Mrs. Keaton is a lesbian? An “out & proud”, cruise-boat vacationing, paid speaking engagement lesbian? But, she was married to David Birney (and two other guys). She has five children. She’s 60 years old. I’m stunned.
I don’t normally read memoirs/autobiographies. Most memoirs; in my opinon are fodder for those enquiring minds that need to have trash to talk about. There are some people I’m interested in reading about but usually they are biographies about people that were historical individuals; however, there have been several memoirs that I’ve put on my list in the past month; this is the first of the ones I’ve read.
I have to admit I almost put the book down and took it back to the library after the first page. As it’s no secret (you don’t have to wait until the end of the book to figure it out), Meredith tells us point blank that she’s a lesbian in, like the 2nd paragraph of the book. Well, she infers she has a partner of four years and then starts talking about coming out and a lesbian cruise. Let’s just say I did the math.
But, I thought, there has to be more to the book than that, otherwise why would she put it in the first chapter? Fortunately (for me), she doesn’t really discuss her conversion to lesbianism again until the last few chapters of the book.
What I liked about the book:
I’m impressed that through the entire book she doesn’t place the blame elsewhere for her decisions, choices, relationships or addictions. She talks about her fault in the end of the marriages, the relationships to begin with, her mother’s lack of nurture and family ideals (which she tried not to model in her family), her poor choices in men, her feelings about her father, stepfather and other men in her life and her decisions to change how she goes through life with therapy and 12-step programs.

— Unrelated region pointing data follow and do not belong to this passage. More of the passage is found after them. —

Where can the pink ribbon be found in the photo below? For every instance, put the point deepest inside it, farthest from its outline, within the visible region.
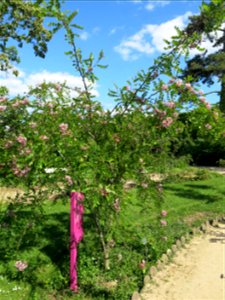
(76, 234)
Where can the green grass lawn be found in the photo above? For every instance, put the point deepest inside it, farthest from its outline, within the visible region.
(46, 241)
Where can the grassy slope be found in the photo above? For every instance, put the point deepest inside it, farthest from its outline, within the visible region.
(188, 203)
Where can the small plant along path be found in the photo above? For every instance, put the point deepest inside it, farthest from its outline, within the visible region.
(197, 272)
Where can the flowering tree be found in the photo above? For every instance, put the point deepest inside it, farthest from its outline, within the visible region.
(55, 143)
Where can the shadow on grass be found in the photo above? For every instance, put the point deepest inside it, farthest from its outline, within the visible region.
(23, 231)
(194, 194)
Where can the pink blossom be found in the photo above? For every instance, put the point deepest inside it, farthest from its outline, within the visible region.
(116, 205)
(200, 92)
(208, 105)
(21, 265)
(202, 99)
(69, 180)
(33, 125)
(208, 126)
(179, 82)
(193, 91)
(16, 104)
(27, 151)
(24, 101)
(20, 172)
(170, 104)
(22, 140)
(44, 138)
(63, 127)
(58, 87)
(142, 264)
(80, 196)
(8, 144)
(3, 107)
(215, 114)
(164, 213)
(188, 86)
(164, 87)
(163, 222)
(2, 99)
(167, 122)
(144, 185)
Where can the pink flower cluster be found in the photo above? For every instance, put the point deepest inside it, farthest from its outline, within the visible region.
(164, 87)
(167, 122)
(208, 126)
(69, 180)
(43, 137)
(116, 205)
(20, 172)
(3, 107)
(163, 214)
(18, 103)
(142, 264)
(22, 140)
(8, 144)
(63, 127)
(33, 125)
(160, 112)
(170, 104)
(26, 151)
(21, 265)
(2, 99)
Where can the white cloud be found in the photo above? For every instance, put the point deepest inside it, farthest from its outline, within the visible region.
(96, 29)
(115, 29)
(20, 85)
(150, 38)
(150, 6)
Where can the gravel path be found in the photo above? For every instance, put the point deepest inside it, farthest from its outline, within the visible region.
(196, 273)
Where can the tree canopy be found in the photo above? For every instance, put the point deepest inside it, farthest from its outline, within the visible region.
(209, 26)
(24, 22)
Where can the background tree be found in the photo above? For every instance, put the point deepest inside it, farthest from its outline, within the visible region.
(23, 22)
(205, 67)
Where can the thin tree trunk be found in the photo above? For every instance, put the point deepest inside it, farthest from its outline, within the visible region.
(222, 92)
(222, 95)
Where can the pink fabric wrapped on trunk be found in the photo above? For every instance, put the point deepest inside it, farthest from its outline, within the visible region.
(76, 234)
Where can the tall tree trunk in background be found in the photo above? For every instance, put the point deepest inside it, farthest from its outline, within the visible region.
(222, 92)
(222, 95)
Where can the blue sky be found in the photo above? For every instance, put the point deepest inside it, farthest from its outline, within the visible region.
(131, 34)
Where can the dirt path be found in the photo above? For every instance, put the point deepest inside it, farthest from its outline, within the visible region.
(196, 273)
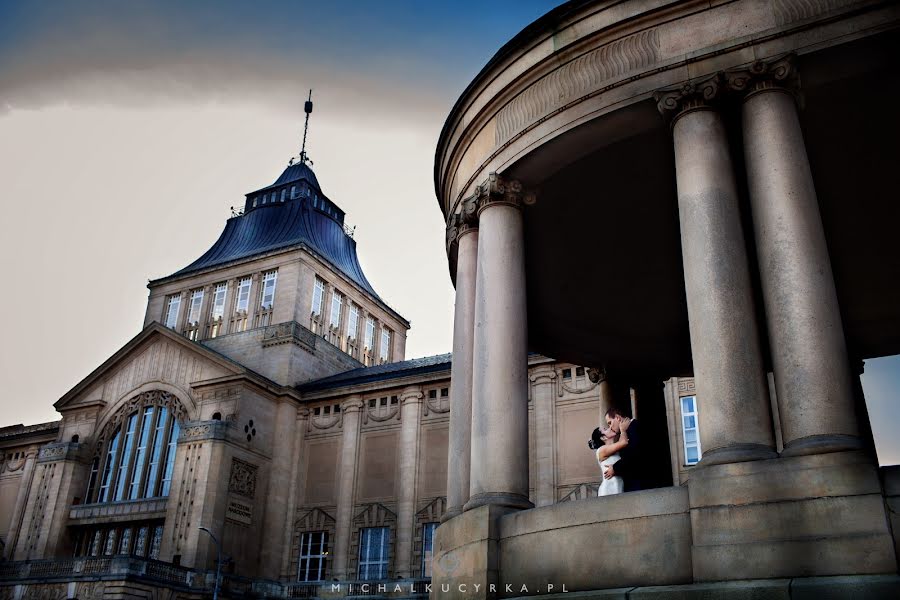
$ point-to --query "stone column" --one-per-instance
(601, 378)
(812, 371)
(293, 491)
(410, 410)
(277, 516)
(465, 232)
(499, 460)
(350, 409)
(16, 522)
(543, 390)
(735, 423)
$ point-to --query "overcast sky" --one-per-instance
(128, 129)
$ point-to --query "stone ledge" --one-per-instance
(861, 587)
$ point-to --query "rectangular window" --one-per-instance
(194, 307)
(218, 310)
(172, 306)
(689, 426)
(267, 296)
(318, 296)
(127, 449)
(385, 344)
(337, 303)
(427, 547)
(370, 333)
(243, 297)
(374, 545)
(141, 455)
(353, 324)
(313, 554)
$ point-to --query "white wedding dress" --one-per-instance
(613, 485)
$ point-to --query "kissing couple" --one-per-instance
(620, 454)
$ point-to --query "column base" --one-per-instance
(822, 444)
(516, 501)
(737, 453)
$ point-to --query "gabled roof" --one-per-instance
(387, 371)
(157, 329)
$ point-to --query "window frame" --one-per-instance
(684, 428)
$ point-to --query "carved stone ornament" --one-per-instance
(497, 190)
(688, 96)
(242, 480)
(777, 73)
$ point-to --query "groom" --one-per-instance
(632, 466)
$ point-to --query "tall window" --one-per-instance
(318, 296)
(370, 333)
(191, 325)
(194, 307)
(385, 344)
(267, 296)
(692, 452)
(427, 547)
(243, 297)
(138, 458)
(337, 303)
(172, 306)
(313, 553)
(374, 546)
(218, 309)
(353, 323)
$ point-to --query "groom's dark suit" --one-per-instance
(632, 466)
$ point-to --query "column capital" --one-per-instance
(776, 74)
(689, 96)
(498, 190)
(542, 374)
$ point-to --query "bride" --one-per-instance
(608, 448)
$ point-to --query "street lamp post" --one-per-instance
(218, 561)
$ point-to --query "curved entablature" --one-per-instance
(584, 60)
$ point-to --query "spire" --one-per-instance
(307, 108)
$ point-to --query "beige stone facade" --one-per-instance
(691, 158)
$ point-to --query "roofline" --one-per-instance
(301, 246)
(146, 332)
(531, 31)
(321, 384)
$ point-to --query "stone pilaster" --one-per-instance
(278, 517)
(16, 521)
(543, 387)
(499, 458)
(294, 490)
(809, 354)
(735, 423)
(464, 231)
(410, 411)
(350, 413)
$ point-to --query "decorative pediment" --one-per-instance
(375, 515)
(156, 358)
(314, 520)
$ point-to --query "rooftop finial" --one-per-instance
(307, 108)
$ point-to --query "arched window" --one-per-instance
(135, 455)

What I Didn’t like about the book:
I think it’s amazing that she doesn’t lay any blame for the failed relationships on the other half of the relationship pair. She doesn’t blame her step-father, Jack, for his tendencies to come-on to her; she doesn’t blame her mother for her lack of mothering skills, and she ‘excuses’ David Birney’s behavior in their relationship as ‘the only way he knew’. Maybe it’s the way he was raised, but he, like all of us have the options, the self-help section at the library and bookstores, therapists and other avenues for changing ourselves. I think she lets them off easy.
I find it interesting that she suddenly finds women she’s attracted to physically and spiritually only after three ended marriages, alcoholism and a 12-step program. Without wanting to sound hateful and uncaring, I think she diminishes the learning and understanding she gained about her former relationships by changing the playing field, so to speak. I also am a bit irritated by the stock photo of her with a cross on and her use interchangeably between swear words and praying about events in her life.
It was a good book; I enjoyed her openness without blaming, her self-decision on keeping her children’s stories out of the mix (she does talk about them, but only in the smallest of ways and never in a way that I would consider hurtful).
I still just can’t quite reconcile myself to Mrs. Keaton being a lesbian. It would be like saying that Mrs. Brady is a transvestite.